8.  The Committee further notes para 5.5. of AS 4, reproduced as below:

 

“5.5      The existence and amount of guarantees, obligations arising from discounted bills of exchange and similar obligations undertaken by an enterprise are generally disclosed in financial statements by way of note, even though the possibility that a loss to the enterprise will occur, is remote.”

9. The Committee is of the view, that it is not the requirement under clause 3(ix) of Part II of Schedule VI to the Companies Act, 1956, as stated by the querist in para 7 of the query, to disclose contingent liabilities.

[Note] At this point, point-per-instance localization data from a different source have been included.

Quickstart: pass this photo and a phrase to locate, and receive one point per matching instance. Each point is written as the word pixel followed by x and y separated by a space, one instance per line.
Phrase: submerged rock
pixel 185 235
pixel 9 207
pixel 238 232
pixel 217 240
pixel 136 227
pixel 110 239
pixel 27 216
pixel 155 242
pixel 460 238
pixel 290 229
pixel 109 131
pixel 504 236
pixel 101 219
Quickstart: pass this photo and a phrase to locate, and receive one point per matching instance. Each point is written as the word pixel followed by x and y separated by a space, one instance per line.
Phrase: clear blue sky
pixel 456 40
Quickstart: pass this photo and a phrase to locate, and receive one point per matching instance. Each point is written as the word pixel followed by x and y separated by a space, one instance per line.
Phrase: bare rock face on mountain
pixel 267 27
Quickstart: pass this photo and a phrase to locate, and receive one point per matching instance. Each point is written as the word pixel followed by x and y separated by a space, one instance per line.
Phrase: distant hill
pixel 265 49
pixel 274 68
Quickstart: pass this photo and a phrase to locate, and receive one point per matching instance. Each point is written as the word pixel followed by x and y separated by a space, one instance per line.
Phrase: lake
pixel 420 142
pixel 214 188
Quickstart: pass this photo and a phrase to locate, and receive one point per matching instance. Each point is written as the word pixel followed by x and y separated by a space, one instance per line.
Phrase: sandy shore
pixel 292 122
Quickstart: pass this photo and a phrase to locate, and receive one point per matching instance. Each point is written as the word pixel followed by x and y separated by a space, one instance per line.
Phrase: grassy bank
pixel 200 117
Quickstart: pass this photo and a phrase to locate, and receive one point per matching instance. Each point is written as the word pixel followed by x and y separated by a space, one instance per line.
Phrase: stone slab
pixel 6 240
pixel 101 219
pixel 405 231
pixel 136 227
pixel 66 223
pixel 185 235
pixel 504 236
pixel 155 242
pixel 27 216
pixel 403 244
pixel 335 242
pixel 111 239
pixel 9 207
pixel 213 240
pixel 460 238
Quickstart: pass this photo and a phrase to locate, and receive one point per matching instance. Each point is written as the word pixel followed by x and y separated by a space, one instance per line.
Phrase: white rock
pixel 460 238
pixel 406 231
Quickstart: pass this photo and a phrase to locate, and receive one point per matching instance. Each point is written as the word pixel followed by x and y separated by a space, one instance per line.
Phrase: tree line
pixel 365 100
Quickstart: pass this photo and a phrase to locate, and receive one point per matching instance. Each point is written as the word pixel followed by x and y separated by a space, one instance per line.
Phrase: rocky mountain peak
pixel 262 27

However, the disclosure made by the company in Schedule J regarding guarantees issued by banks on behalf of the company against counter-indemnity is in accordance with the requirement of Note 4 of Part I of Schedule VI to the Companies Act, 1956.

 

10.On the basis of the above, the opinion of the Committee on issues raised in para 9 of the query is as below:

 

(i)         In the facts and circumstances of the query, AS 7 is applicable in respect of consultancy contracts related to construction of assets.

 

                        (ii)        See para 3 above.

 

(iii)       Amount of guarantees issued by banks on behalf of the company against counter-indemnity should be disclosed as contingent liabilities.